A U.S. judge has dismissed an industry trade group's challenge to New York's state law that requires airlines to provide food, water, clean toilets and fresh air to passengers stuck on the ground in airplanes for more than three hours.
Supporters of the law say it could become a model for other states, but it has been strongly opposed by airlines.
The judge concluded Thursday the provisions constitute a health and safety issue and not airline "services" that can be regulated only by federal authorities.
"Fresh air, water, sanitation and food are necessities in the extreme situation in which this act applies," U.S. District Judge Lawrence Kahn wrote. "It threatens the public health to contain people on grounded airplanes for hours without these necessities, particularly, though not exclusively, if passengers include diabetics, young children, the sick or the frail."
New York lawmakers passed America's first "airline passenger bill of rights," effective Jan. 1, after delays last winter at John F. Kennedy International Airport in New York City stranded passengers on the tarmac for more than 10 hours.

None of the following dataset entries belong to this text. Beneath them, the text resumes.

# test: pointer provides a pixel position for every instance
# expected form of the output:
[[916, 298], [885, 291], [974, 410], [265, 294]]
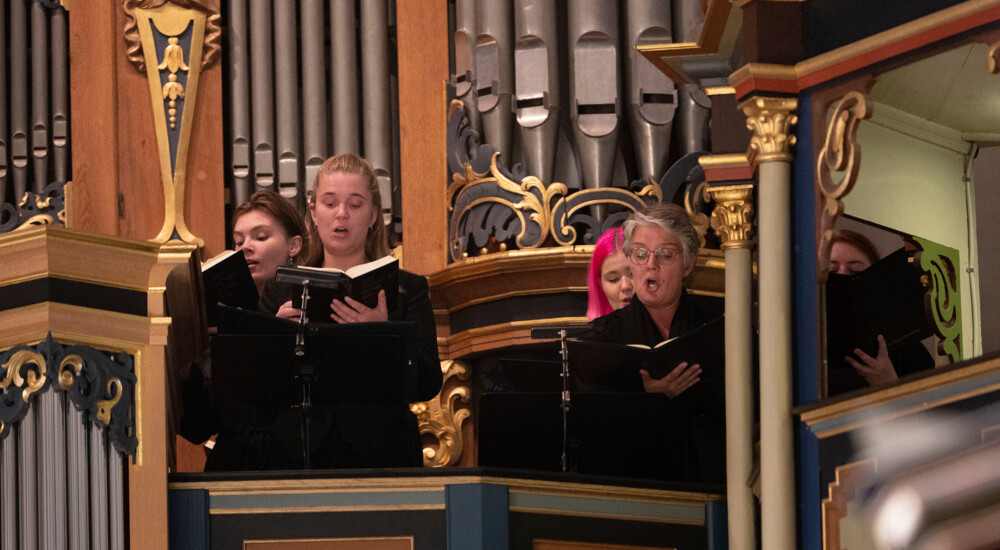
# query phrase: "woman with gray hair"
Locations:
[[662, 248]]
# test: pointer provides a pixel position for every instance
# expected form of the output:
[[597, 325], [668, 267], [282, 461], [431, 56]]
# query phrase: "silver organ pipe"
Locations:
[[286, 101], [376, 107], [60, 93], [536, 68], [262, 94], [39, 95], [495, 73], [464, 78], [652, 97], [313, 89], [344, 78], [19, 95], [239, 99], [594, 99]]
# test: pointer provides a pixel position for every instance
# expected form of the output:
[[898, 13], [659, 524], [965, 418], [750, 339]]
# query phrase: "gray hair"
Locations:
[[669, 217]]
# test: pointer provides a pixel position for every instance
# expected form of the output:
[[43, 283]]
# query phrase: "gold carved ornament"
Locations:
[[770, 119], [841, 154], [170, 20], [732, 217], [35, 378], [441, 419]]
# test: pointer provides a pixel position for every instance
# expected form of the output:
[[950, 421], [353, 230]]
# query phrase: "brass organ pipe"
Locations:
[[536, 69], [19, 96], [60, 93], [495, 73], [377, 129], [344, 78], [39, 95], [652, 98], [262, 94], [286, 100], [313, 90], [464, 78], [595, 105], [239, 99]]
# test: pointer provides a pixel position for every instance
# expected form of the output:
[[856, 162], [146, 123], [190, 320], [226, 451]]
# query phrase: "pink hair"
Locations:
[[609, 243]]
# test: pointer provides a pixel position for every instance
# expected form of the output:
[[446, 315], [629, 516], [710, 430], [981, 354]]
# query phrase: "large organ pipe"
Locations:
[[262, 93], [4, 128], [536, 68], [39, 95], [313, 90], [60, 94], [76, 480], [8, 492], [652, 97], [98, 489], [344, 78], [27, 498], [239, 99], [495, 73], [594, 100], [287, 101], [19, 95], [376, 107], [464, 78]]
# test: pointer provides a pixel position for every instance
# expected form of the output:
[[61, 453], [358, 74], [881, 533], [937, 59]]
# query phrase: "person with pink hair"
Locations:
[[609, 279]]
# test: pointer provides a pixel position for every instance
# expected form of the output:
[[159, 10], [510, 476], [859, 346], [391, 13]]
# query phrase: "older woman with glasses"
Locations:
[[662, 248]]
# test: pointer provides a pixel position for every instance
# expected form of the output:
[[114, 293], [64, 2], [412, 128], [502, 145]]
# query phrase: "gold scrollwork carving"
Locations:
[[211, 50], [441, 419], [732, 217], [67, 376], [770, 119], [104, 406], [840, 153], [35, 378]]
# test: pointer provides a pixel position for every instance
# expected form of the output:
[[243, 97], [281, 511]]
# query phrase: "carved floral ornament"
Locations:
[[839, 157]]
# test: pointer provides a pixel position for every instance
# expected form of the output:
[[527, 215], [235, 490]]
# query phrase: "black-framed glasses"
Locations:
[[641, 256]]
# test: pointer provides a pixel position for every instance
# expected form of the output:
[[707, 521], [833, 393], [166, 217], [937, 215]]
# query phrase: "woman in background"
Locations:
[[609, 279]]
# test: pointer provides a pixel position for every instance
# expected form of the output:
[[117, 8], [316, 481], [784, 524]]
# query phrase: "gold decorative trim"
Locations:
[[843, 491], [840, 153], [441, 419], [732, 218], [771, 119], [171, 21], [212, 41]]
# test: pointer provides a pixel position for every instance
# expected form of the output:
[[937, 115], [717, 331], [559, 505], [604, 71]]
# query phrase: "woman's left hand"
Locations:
[[353, 311], [876, 370]]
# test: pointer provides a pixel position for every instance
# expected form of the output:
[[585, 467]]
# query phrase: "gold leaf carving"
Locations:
[[840, 153], [441, 419], [771, 120], [213, 31], [732, 218]]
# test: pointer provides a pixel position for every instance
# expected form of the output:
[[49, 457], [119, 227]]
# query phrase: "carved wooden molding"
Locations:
[[840, 153]]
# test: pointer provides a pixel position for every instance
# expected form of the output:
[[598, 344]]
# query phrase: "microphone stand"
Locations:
[[305, 375]]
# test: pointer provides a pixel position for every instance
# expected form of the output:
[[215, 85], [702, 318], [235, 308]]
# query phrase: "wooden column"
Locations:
[[422, 34], [117, 187]]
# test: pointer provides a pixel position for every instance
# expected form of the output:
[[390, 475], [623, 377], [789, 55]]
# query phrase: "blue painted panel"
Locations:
[[187, 519], [476, 516]]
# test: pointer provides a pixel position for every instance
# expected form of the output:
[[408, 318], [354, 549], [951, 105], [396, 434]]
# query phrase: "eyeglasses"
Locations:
[[641, 256]]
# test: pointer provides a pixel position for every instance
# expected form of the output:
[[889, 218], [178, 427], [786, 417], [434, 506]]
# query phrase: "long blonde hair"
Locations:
[[376, 245]]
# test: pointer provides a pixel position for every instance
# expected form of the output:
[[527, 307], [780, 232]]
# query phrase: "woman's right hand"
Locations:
[[286, 311], [673, 384]]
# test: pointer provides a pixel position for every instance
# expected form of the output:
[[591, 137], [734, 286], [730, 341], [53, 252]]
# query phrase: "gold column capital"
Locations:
[[732, 217], [770, 119]]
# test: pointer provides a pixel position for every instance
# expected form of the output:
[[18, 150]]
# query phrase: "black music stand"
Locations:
[[256, 376]]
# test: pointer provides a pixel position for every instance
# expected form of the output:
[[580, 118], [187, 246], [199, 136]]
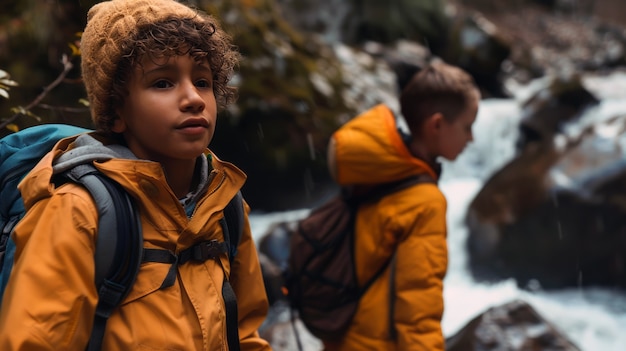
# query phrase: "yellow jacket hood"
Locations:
[[369, 150], [50, 300]]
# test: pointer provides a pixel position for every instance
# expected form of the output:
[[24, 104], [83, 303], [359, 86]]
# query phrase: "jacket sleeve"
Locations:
[[50, 298], [421, 265], [247, 281]]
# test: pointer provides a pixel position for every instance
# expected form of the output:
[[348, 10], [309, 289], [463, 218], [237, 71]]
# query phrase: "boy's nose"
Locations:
[[191, 100]]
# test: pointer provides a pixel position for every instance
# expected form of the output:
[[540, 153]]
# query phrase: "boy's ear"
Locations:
[[434, 122]]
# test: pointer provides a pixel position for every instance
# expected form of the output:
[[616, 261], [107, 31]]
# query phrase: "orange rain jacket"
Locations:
[[50, 299], [412, 222]]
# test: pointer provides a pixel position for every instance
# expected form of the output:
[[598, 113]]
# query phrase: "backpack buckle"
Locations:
[[206, 250]]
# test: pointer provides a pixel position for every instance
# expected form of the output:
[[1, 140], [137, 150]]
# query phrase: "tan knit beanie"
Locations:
[[111, 25]]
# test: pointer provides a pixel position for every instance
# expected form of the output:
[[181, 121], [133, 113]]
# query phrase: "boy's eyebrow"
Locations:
[[168, 66]]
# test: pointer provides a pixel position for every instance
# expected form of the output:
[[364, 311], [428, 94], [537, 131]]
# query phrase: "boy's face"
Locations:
[[454, 136], [170, 112]]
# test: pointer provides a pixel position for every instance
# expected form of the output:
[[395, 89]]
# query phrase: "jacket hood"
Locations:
[[89, 148], [369, 149]]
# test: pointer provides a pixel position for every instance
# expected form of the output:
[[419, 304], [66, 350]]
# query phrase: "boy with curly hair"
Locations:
[[156, 73]]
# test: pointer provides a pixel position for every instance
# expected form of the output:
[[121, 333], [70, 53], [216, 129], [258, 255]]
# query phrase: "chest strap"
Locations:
[[199, 252]]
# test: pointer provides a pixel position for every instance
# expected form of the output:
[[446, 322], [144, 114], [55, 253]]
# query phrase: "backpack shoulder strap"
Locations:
[[119, 244], [232, 226]]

The Air Transport Association, whose members carry more than 90 percent of U.S. passenger and cargo traffic, wanted to stop the law from taking effect. In a statement, it said it is considering its options, including filing an appeal.
"ATA's sole purpose in filing this lawsuit was to preserve the principle that commercial aviation is best regulated by one source — the federal government — and not 50 individual states," the association's statement said.
The law says that after a pre-takeoff delay of more than three hours, airlines must ensure passengers get electric generating service for fresh air and lights, waste removal for restroom holding tanks and adequate food, drinking water and other refreshments, as needed.